Molecular-to-polymeric crossover in ion diffusion in glyme-based electrolytes: from vehicular to hopping transport

Abstract

Ion transport in glyme-based electrolytes arises from a complex interplay between solvation structure, ion correlations, and polymer chain length. Here, combining pulsed-field gradient nuclear magnetic resonance (PFG-NMR), ionic conductivity measurements, and molecular dynamics (MD) simulations, we investigate the diffusion of monovalent cations (Li+, Na+, Cs+) and TFSI- anions across a wide molecular-weight range, from monoglyme to long poly(ethylene oxide) (PEO) chains up to 4000~g/mol, corresponding to n up to 88, where n is the number of ethylene oxide repeat units.
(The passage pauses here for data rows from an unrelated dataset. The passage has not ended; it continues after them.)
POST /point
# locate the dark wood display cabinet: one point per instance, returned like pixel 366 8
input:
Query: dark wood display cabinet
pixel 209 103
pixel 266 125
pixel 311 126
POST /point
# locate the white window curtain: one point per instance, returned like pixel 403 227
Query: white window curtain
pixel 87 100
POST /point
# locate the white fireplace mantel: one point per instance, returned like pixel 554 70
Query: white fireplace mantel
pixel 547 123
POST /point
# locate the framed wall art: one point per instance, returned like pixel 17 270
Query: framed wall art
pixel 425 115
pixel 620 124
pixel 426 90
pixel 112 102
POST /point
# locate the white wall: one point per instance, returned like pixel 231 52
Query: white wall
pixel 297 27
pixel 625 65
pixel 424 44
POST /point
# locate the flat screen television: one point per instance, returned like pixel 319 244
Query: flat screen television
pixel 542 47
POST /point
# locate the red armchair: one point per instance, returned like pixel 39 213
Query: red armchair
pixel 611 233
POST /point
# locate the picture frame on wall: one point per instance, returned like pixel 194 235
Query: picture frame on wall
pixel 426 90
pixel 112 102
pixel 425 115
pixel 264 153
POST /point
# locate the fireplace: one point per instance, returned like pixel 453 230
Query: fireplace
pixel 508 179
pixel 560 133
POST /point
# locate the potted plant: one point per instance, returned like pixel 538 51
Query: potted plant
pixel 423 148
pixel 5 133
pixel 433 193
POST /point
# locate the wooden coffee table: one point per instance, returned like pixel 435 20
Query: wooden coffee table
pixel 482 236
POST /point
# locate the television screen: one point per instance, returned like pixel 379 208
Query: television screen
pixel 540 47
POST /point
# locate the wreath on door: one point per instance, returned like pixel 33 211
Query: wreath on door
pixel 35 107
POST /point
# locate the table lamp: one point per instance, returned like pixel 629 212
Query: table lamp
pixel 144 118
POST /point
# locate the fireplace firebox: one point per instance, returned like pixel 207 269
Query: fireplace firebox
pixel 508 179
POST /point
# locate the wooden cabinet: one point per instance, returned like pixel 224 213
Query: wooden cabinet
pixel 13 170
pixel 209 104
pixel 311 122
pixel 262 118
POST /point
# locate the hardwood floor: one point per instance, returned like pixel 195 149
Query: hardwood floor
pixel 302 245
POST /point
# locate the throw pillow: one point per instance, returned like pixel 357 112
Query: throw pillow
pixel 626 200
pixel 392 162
We identify a crossover region at n ≈ 8 separating two transport regimes. For short chains, ion motion is consistent with a vehicular mechanism, accompanied by pronounced ion correlations. For longer chains, ion transport decouples from polymer motion and proceeds via rapid coordination exchanges within a slowly relaxing matrix. This transition is accompanied by reduced ion clustering and enhanced anion mobility, leading to increasingly anion-dominated charge transport. Overall, our results provide a molecular picture of ion transport across the molecular-to-polymeric transition and highlight the central role of solvation shell dynamics and polymer relaxation in governing ion dynamics in glyme-based electrolytes.